Pengelolaan lahan alang-alang dapat dilakukan dengan 3 cara yaitu dengan pengendalian kimia, biologi dan fisik. Pengelolaan hama terpadu lebih disarankan pada pengendalian secara fisik dan biologi. Karena kalau misalnya dilakukan dengan kimia (herbisida) jika lahan alang-alang tersebut kering, maka berpotensi menjadi penyebab kebakaran yang akan menyebabkan tanah menjadi kurang subur serta memungkinkan hilangnya mikroorganisme tanah.

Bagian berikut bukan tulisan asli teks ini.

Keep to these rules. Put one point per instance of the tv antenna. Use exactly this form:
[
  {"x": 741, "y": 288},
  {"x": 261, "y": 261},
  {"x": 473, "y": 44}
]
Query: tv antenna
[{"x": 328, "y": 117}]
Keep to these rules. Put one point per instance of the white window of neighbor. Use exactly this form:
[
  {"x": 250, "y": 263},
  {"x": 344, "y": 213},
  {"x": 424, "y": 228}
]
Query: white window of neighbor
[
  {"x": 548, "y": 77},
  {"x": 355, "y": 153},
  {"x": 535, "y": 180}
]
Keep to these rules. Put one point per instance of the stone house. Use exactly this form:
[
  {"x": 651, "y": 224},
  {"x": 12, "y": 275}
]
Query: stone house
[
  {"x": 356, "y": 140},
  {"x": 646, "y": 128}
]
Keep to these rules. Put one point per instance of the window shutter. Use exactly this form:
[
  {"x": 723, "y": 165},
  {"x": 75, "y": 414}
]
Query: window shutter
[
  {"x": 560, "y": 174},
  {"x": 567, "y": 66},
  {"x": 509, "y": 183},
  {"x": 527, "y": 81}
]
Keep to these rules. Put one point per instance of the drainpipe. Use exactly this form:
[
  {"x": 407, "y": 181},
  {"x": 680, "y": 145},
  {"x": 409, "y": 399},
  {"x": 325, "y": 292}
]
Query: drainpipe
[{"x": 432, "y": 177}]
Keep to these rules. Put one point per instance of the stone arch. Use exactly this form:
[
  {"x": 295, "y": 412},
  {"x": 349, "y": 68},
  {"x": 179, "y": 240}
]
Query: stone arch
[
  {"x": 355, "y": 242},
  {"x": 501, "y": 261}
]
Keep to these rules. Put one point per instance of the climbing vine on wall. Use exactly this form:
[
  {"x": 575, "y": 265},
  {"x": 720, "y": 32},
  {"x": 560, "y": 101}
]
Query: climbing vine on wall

1. Pengendalian alang-alang secara fisik

Penggilasan alang-alang merupakan teknik perlindungan terhadap kebakaran yang biasa dalam pemeliharaan permudaan alam dan sgroforestry. Penggilasan bisa juga disebut penggulungan. Hamparan alang-alang dirobohkan rata dengan permukaan tanah melalui penekanan dengan menggunakan balok kayu (seperti gerakan menumbuk) atau dengan menggunakan tong (tabung silinder) berat yang didorong menggelinding di atas hamparan alang-alang. Penggilasan akan merobohkan batang pokok alang-alang seperti pipa air plastic yang dibekuk, dan beratnya biomass alang-alang kan membantu mempertahankan alang-alang pada posisi roboh. Dengan demikian alang-alang dan rumput lain di bagian bawah akan mati. Kendala: kebakaran akan tetap akan terjadi walaupun alang-alang telah digilas. Namun demikian kebakaran akan berlangsung lebih lambat, dan bila tegakan alang-alang bisa dikurangi mencapai 25 cm dari permukaan tanah maka tinggi kobaran api diperkirakan sekitar 50 cm, dimana pada ketinggian ini api relative masih mudah untuk dipadamkan.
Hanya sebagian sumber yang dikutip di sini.